MLS does Loons — and their fans — no favors by scheduling matches during international window
Seven key Loons players are on national team duties and will miss Saturday’s match against Vancouver
Minnesota United will try to make the most of it.
Seven key Loons players are on national team duties and will miss Saturday’s home match against Vancouver. The list of absences grows to eight with All-Star midfielder Emanuel Reynoso’s holdout dragging into a fourth straight game.
MNUFC has always embraced having players represent their countries, from the biggest stage at the World Cup on down to friendly matches. But in previous seasons, the Loons and other clubs would share preferences with MLS on whether they wanted to play during FIFA international windows or have those matches moved to weekdays at other points of the season. Minnesota opted for heavier schedules outside FIFA windows, and that at times had been granted.
That wasn’t an option this season with MLS taking a mid-summer break to play the new Leagues Cup with teams from Mexico’s Liga MX and still have time for its 34-match regular season. During the current international window, roughly 90 MLS players have been called up to their national team, including three from Vancouver (0-2-2, 2 points).
So, the show must go on for MLS and Minnesota, even without instrumental attacker Robin Lod, top goalkeeper Dayne St. Clair, veteran center back Michael Boxall, key central midfielder Kervin Arriaga, hustling winger Bongi Hlongwane, No. 1 left back Kemar Lawrence and helpful midfielder Joseph Rosales.
“There is no excuse,” manager Adrian Heath said Tuesday. “I will not make an excuse that we have seven players away this weekend.”
But Heath understands how supporters at Allianz Field and those watching on Apple TV might feel let down.
“When people pay the money, you want to put the best product on the field that you can do,” Heath said. “This weekend, unfortunately, that’s not going to be the case.”
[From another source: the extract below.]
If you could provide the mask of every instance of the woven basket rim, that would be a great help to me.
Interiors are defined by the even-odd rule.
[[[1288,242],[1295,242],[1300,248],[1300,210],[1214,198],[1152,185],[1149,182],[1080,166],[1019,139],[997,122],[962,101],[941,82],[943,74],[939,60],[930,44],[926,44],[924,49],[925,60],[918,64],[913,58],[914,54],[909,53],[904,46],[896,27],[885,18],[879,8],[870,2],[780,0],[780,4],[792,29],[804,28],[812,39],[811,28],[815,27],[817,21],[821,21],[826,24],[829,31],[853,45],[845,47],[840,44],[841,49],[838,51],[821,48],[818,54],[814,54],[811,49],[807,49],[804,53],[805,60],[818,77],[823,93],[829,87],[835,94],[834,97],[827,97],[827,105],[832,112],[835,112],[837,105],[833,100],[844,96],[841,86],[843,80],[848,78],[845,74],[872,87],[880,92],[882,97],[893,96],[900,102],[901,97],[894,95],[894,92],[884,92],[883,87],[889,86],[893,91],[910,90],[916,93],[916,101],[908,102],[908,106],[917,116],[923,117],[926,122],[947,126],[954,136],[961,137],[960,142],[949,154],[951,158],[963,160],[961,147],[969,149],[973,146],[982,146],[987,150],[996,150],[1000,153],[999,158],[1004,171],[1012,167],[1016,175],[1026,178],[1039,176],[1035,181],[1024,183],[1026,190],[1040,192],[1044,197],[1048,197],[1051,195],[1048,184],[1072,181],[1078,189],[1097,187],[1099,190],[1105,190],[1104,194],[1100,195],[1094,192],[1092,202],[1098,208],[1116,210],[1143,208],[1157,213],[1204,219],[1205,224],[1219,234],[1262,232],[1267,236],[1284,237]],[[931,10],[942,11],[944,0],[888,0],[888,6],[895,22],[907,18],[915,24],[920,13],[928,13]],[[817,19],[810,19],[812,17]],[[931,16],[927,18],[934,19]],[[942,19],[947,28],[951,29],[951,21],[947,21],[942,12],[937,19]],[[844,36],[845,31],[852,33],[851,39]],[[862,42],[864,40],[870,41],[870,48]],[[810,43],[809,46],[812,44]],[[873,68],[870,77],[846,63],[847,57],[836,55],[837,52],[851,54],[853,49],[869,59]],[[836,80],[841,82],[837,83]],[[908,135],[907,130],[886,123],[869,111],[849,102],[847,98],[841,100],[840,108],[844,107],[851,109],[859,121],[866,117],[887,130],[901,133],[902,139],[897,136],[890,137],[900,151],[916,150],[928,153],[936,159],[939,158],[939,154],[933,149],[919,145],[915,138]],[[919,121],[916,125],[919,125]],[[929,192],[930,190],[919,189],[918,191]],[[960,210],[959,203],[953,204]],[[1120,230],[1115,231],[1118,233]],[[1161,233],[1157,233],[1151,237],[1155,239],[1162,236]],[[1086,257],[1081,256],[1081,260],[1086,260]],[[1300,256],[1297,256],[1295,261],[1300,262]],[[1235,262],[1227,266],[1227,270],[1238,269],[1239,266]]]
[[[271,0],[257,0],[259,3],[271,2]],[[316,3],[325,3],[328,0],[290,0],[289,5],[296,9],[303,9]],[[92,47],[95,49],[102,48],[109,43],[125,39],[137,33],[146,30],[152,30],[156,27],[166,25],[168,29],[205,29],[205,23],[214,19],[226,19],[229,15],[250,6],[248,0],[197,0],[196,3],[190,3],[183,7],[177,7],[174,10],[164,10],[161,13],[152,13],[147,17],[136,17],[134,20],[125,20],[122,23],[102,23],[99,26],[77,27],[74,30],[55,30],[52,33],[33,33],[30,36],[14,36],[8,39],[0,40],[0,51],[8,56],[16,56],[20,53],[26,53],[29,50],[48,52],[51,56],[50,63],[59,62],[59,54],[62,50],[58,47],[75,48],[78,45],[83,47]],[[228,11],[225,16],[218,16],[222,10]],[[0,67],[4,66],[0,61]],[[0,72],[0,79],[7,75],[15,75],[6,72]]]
The Loons’ makeshift starting lineup will count on remaining starters, playmaking midfielder Franco Fragapane and standout defender Micky Tapias, while giving new opportunities to players such as young new winger Cameron Dunbar.
Heath pointed to how St. Clair got his opportunity to win back the starting spot after Tyler Miller fell ill with food poisoning in Week 3 last season. St. Clair stepped in and went on to become an MLS All-Star and member of Canada’s team in the FIFA World Cup.
“Everyone is ready to go whenever called upon,” Dunbar said Friday. “That is what makes a good team, if everyone is bought in and wants to do the work and wants to give their all.”
It will be another chance for restricted Designated Players Luis Amarilla and Mender Garcia to live up to their top-line roster slots. Each have scored one goal this season, but Heath didn’t like what he saw in Garcia in the first half of the 2-1 win over Colorado last Saturday and subbed in Amarilla at halftime.
Minnesota (2-0-1, 7 points) is fortunate to not have any significant injuries on top of the international absences. In Colorado last weekend, Heath rested Wil Trapp and built up Hassani Dotson with his first start since ACL surgery last April. They figure to be in the middle of the park come Saturday night.
Heath said the strain on the roster might result in a formation change versus the Whitecaps, while also trying to keep players in their best positions. It also means that players who regularly find themselves outside of the 20-player game-day team sheet will be elevated to the bench.
New signing Sang Bin Jeong does not yet have his work visa, so the South Korean is ineligible to play Saturday. The plan is for him to travel to Canada to obtain it Monday, and if that goes well, he will be in line to make his Loons debut against St. Louis City on April 1.
The Loons will not play during the next three FIFA windows this season (June 12-20, Sept. 4-12, Oct. 9-17). But MNUFC will likely still lose players outside those windows for confederation cups such as the CONCACAF Gold Cup in June and July.
Heath wants to see MLS change its policy of playing through international windows.
“I think as the league grows and the quality of player that we are bringing in starts to get better and the money that we are spending now, then we have to look at what everybody else in the world does,” Heath said. “And maybe (move) some fixtures and put them in the midweek throughout the rest of the year.”